Après la force et la beauté de Papicha, l'un des meilleurs films francophones vus ces dernières années, Mounia Meddour continue de creuser le sillon de l'histoire algérienne par le prisme de femmes résistant par les arts.

Si elle capte avec toujours autant de conviction le travail intime porté par la force du collectif, force est de déplorer que le sujet de la femme brisée (danseuse qui plus est) qui tente de se reconstruire rencontre quelques écueils, semblables à beaucoup d'œuvres déjà vues, de En Corps à Mon Roi.

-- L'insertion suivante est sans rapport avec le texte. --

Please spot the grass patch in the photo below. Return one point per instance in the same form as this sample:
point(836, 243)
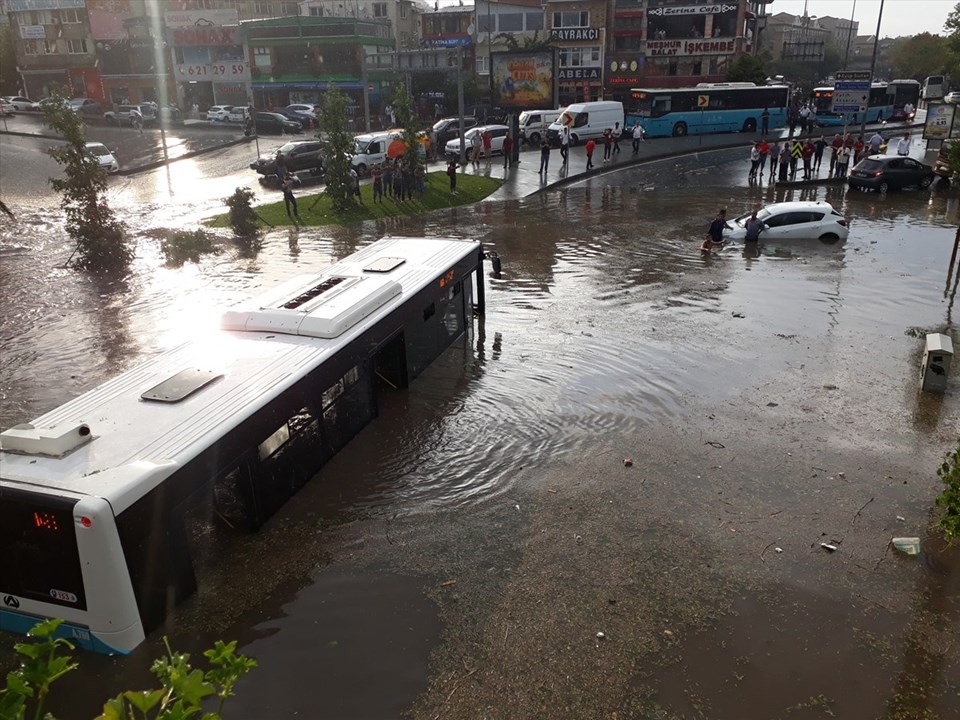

En cédant à quelques facilités - symbolisme trop appuyé (les cages des oiseaux, les "sans-voix") et situations attendues rencontrent une invocation des fantômes du passé (la guerre civile par le récit du père et le personnage de l'ancien terroriste) et du présent (le sujet de la migration malheureuse) malheureusement mal amenée - le film accuse quelques baisses de rythmes, des répétitions, des oublis, et un sentiment de remplissage scénaristique que trahit sa courte durée.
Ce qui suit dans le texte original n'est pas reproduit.